Connectedness of F(g,2;t,r,s) is known.

The paper studies the connectivity of F(g,p;t,r,s) for p ≥ 3.

Abstract

Schottky space ${\mathcal S}_{g}$, where $g \geq 2$ is an integer, is a connected complex orbifold of dimension $3(g-1)$; it provides a parametrization of the ${\rm PSL}_{2}({\mathbb C})$-conjugacy classes of Schottky groups $\Gamma$ of rank $g$. The branch locus ${\mathcal B}_{g} \subset {\mathcal S}_{g}$, consisting of those conjugacy classes of Schottky groups being a finite index proper normal subgroup of some Kleinian group, is known to be connected.

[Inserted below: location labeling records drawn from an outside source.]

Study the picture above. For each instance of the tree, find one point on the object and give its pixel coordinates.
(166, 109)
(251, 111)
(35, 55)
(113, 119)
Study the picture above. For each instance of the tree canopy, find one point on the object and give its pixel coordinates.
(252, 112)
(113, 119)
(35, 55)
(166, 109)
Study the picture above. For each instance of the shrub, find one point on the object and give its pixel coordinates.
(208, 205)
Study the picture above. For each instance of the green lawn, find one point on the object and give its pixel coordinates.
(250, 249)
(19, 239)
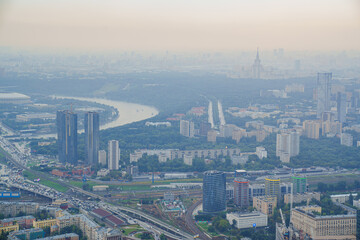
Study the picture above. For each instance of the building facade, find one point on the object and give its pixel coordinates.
(102, 157)
(346, 139)
(247, 220)
(241, 192)
(311, 129)
(66, 122)
(92, 137)
(330, 227)
(272, 188)
(323, 92)
(187, 128)
(299, 184)
(214, 192)
(113, 155)
(341, 107)
(265, 204)
(287, 145)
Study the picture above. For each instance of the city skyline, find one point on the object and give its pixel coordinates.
(201, 25)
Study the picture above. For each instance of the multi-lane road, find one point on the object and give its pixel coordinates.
(19, 160)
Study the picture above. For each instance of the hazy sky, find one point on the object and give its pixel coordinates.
(181, 25)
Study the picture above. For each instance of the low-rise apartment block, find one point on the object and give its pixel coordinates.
(247, 220)
(332, 227)
(265, 204)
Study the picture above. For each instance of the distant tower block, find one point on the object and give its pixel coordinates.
(323, 92)
(257, 68)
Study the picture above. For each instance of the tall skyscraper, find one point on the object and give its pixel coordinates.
(102, 157)
(113, 155)
(214, 192)
(299, 184)
(287, 145)
(323, 92)
(257, 68)
(92, 138)
(241, 192)
(272, 188)
(311, 129)
(187, 128)
(341, 107)
(66, 123)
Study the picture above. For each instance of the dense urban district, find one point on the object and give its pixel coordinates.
(179, 155)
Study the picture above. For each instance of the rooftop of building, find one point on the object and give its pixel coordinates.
(344, 195)
(272, 179)
(16, 219)
(247, 214)
(266, 198)
(18, 203)
(13, 95)
(62, 236)
(312, 215)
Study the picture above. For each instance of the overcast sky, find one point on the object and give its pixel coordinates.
(181, 25)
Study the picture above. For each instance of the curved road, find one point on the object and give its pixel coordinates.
(190, 223)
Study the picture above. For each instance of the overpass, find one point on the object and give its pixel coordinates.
(169, 230)
(29, 190)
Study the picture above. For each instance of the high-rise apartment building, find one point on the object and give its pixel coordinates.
(187, 128)
(341, 107)
(257, 68)
(66, 123)
(92, 137)
(347, 139)
(312, 129)
(241, 192)
(272, 188)
(299, 184)
(113, 155)
(287, 145)
(214, 192)
(102, 157)
(323, 92)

If $[\Gamma] \in {\mathcal B}_{g}$, then there is a Kleinian group $K$ containing $\Gamma$ as a normal subgroup of index some prime integer $p \geq 2$. The structural description, in terms of Klein-Maskit Combination Theorems, of such a group $K$ is completely determined by a triple $(t,r,s)$, where $t,r,s \geq 0$ are integers such that $g=p(t+r+s-1)+1-r$. For each such a tuple $(g,p;t,r,s)$ there is a corresponding cyclic-Schottky stratum $F(g,p;t,r,s) \subset {\mathcal B}_{g}$. It is known that $F(g,2;t,r,s)$ is connected.In this paper, for $p \geq 3$, we study the connectivity of these $F(g,p;t,r,s)$.